Place: United States of America, Russian Federation
Subject: biography, biology
Russian-born US geneticist whose synthesis of Darwinian evolution and Mendelian genetics established evolutionary genetics as an independent discipline. He also wrote about human evolution and the philosophical aspects of evolution.
Dobzhansky was born on 25 January 1900 in Nemirov, Russia, the son of a mathematics teacher. His family moved to Kiev in 1910 and Dobzhansky first attended school there. In 1917 he went to Kiev University to study zoology and, after graduating in 1921, remained there to teach zoology until 1924, when he moved to Leningrad University as a teacher of genetics. Also in 1924 he married Natalia Sivertzev, whom he met while teaching at Kiev. In 1927 Dobzhansky went as a Rockefeller Fellow to Columbia University, New York City, where he worked with Thomas Hunt Morgan, one of the pioneers of modern genetics. Morgan moved to the California Institute of Technology in 1928 and, impressed with Dobzhansky's ability, offered him a post teaching genetics there when his fellowship ended in 1929. Dobzhansky, who had become a US citizen in 1937, remained at the California Institute of Technology until 1940, when he returned to Columbia University as professor of zoology. He then worked at the Rockefeller Institute (later the Rockefeller University) from 1962 until his official retirement in 1971, after which he moved to the University of California at Davis, where he remained until his death on 18 December 1975.
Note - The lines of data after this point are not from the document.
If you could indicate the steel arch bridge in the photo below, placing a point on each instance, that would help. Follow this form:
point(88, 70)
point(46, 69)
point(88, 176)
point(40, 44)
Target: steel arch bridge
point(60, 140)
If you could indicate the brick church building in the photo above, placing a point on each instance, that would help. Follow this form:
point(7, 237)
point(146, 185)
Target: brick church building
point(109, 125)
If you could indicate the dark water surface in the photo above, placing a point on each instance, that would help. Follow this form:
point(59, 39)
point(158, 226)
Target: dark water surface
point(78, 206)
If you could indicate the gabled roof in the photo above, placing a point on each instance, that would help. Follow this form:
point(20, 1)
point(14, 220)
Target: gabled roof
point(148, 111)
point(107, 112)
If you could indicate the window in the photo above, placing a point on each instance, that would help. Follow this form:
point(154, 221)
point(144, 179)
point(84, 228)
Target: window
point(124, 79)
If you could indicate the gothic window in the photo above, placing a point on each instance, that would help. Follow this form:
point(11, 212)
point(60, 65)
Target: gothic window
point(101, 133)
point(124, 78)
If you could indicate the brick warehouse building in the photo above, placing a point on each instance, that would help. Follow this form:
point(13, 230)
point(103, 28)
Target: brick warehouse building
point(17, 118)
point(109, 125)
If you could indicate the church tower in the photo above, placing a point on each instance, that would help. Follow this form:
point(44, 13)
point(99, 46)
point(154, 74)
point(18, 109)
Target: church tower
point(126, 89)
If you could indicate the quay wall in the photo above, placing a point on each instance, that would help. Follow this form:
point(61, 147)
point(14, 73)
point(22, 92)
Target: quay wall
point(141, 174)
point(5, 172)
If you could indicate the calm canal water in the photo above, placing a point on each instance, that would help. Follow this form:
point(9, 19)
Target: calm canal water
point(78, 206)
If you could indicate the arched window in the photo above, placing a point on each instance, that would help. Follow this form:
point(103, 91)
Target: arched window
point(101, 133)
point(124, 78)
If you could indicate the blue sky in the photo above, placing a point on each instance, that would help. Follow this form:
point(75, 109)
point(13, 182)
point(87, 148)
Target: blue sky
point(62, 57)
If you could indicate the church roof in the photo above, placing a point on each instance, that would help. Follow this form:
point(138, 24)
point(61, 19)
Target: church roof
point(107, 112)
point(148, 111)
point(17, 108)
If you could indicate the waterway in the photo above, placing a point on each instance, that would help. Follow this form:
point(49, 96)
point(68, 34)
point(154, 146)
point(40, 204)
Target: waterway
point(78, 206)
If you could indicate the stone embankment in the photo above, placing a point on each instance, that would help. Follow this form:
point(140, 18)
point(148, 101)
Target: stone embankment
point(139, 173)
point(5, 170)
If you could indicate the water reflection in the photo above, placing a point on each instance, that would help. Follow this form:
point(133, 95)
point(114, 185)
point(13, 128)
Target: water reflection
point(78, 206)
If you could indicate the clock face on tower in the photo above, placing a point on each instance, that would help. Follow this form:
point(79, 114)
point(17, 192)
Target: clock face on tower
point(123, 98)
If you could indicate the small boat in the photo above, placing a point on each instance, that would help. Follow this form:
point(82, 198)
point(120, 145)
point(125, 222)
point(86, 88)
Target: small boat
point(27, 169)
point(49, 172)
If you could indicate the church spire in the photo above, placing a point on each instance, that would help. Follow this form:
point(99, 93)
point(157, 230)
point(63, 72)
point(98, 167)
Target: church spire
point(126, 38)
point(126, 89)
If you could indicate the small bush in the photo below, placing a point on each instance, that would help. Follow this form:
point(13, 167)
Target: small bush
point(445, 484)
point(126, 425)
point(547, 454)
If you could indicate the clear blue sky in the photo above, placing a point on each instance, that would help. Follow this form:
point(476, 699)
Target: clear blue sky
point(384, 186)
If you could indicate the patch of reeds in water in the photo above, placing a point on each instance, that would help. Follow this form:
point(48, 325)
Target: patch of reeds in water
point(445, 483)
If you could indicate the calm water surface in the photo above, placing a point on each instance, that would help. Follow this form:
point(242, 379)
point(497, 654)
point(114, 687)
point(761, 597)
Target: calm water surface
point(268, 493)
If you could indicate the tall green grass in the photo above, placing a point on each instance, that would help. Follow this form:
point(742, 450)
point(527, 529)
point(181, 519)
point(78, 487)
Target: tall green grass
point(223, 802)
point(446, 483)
Dobzhansky's most important contribution to genetics was probably his Genetics and the Origin of Species (1937), which was the first significant synthesis of Darwinian evolutionary theory and Mendelian genetics - areas in which there had been much progress since about 1920. This book was highly influential and established the discipline of evolutionary genetics.
Dobzhansky's other major contribution was his demonstration in the 1930s that genetic variability within populations is greater than was then generally thought. Until this work the consensus of opinion was that, in the wild state, most members of a species had the same ‘wild-type’ genotype and that each of the wild-type genes was homozygous in most individuals. Variant genes were usually deleterious mutants that rapidly vanished from the gene pool. Furthermore, when an advantageous mutation appeared, it gradually - over several generations - increased in frequency until it became the new, normal wild type. Working with wild populations of the fruit fly Drosophila pseudoobscura, Dobzhansky found that, in fact, there is a large amount of genetic variation within a population and that some genes regularly changed in frequency with the different seasons. Continuing this line of research, he also showed that many of the variant genes are recessives and so are not commonly expressed in the phenotype - a finding that disproved the original assumption of a high level of homozygosis in wild populations. Furthermore, he found that heterozygotes are more fertile and better able to survive than are homozygotes and, therefore, tend to be maintained at a high level in the population.
Dobzhansky also investigated speciation and, using the fly D. paulistorum, proved that there is a period when speciation is only partly complete and during which several races coexist. In addition, he wrote on human evolution - in which area his Mankind Evolving (1962) had great influence among anthropologists - and on the philosophical aspects of evolution in The Biological Basis of Human Freedom (1956) and The Biology of Ultimate Concern (1967).